Automatic POS annotation
Due to the size of modern corpora, the only viable tagging option is an automatic annotation. The tool that does the tagging is called a POS tagger, or simply a tagger. It can work with a high level of accuracy reaching up to 98 % and the mistakes are typically only limited to phenomena of less interest such as misspelt words, rare usage or interjections (e.g. yuppeeee might be tagged incorrectly). Ambiguity also poses a problem. In the sentence Time flies., it is difficult to tell if it is made up of noun + verb or verb + noun. The latter meaning Use a stopwatch to measure (the movement of) insects. :-) Despite certain inaccuracies, modern tools are able to annotate a vast majority of the corpus correctly and the mistakes they make hardly ever cause problems when using the corpus.
During the development of an automatic POS tagger, a small sample (at least 1 million words) of manually annotated training data is needed. The tagger uses it to “learn” how the language should be tagged. It works also with the context of the word in order to assign the most appropriate POS tag.

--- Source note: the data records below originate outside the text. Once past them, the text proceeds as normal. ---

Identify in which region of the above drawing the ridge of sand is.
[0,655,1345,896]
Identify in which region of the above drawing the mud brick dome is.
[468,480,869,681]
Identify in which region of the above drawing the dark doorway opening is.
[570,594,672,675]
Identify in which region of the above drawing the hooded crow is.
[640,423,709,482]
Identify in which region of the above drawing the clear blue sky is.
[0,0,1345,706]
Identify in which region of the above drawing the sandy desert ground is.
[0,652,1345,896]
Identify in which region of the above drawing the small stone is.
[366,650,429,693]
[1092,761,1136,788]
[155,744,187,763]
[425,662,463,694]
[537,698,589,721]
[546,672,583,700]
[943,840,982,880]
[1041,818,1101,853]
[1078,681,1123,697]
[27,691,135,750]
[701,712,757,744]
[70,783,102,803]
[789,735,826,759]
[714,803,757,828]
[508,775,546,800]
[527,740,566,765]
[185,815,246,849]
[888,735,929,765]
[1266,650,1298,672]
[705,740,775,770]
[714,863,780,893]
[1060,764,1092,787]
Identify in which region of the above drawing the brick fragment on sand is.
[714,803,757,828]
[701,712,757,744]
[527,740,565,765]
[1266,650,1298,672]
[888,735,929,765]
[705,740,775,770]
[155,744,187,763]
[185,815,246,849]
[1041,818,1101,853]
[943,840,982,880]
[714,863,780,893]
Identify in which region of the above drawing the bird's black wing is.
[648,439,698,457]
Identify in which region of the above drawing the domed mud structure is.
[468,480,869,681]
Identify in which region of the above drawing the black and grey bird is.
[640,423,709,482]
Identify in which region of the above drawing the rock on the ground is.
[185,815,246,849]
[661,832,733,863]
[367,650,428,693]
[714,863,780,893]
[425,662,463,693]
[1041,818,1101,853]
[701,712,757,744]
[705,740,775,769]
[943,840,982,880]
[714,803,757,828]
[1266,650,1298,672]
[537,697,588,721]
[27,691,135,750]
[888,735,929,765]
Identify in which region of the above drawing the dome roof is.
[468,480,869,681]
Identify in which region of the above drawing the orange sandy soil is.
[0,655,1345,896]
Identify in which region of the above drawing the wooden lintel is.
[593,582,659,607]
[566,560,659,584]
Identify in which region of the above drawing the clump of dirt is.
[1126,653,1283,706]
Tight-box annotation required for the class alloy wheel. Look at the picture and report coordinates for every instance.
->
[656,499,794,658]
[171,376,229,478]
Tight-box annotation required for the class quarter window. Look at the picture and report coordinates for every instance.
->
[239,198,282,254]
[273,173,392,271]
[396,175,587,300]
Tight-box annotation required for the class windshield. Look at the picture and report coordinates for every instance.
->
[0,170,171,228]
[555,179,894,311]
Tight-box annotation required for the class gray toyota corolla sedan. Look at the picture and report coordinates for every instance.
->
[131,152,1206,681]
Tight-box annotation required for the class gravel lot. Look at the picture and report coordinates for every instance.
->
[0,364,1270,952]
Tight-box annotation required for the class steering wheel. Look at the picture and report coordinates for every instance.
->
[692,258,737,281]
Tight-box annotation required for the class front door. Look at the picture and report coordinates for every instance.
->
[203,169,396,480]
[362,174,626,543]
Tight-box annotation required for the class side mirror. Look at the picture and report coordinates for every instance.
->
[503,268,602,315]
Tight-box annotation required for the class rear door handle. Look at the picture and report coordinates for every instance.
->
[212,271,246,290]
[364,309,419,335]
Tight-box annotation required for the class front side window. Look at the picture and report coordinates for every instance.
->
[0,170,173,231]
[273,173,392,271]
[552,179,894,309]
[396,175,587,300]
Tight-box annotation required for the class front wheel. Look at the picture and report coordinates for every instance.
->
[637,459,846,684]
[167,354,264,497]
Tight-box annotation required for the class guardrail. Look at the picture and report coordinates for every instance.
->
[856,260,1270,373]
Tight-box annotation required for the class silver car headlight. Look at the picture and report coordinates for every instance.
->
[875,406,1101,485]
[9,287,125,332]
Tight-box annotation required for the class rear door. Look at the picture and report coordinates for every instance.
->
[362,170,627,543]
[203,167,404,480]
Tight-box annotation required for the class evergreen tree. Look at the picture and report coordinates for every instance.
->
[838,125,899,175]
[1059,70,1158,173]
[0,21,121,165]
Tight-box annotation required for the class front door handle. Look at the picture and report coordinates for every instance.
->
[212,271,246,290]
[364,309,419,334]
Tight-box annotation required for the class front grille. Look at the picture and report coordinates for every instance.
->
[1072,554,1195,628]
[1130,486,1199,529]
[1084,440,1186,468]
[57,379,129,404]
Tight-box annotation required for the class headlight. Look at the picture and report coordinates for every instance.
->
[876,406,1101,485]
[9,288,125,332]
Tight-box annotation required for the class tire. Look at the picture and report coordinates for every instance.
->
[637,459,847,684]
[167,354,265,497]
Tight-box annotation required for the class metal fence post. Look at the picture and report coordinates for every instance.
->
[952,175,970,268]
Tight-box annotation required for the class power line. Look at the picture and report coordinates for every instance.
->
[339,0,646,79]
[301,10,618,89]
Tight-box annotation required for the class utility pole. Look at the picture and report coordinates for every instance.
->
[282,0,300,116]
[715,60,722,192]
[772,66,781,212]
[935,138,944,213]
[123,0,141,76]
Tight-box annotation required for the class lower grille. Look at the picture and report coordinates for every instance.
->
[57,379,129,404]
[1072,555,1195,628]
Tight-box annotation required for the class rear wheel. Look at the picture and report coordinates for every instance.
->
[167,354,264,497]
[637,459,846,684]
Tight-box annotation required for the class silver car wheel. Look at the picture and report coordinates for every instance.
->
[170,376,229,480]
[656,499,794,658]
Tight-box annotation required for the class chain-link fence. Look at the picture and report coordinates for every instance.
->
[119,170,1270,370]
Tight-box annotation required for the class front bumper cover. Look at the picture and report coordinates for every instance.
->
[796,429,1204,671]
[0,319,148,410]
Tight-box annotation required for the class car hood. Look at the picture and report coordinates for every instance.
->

Automatic taggers can only be as good as the quality of the training data. If the training data contain errors or inconsistencies originating from low annotator agreement, data annotated by such taggers will also reflect these problems.
Taggers for each language can be mutually unrelated tools and each one can use different approaches, algorithms, programming languages and configurations. Apart from those, there are also tools which can be trained to process more than one language. The core software stays the same, but a different language model is used for each language.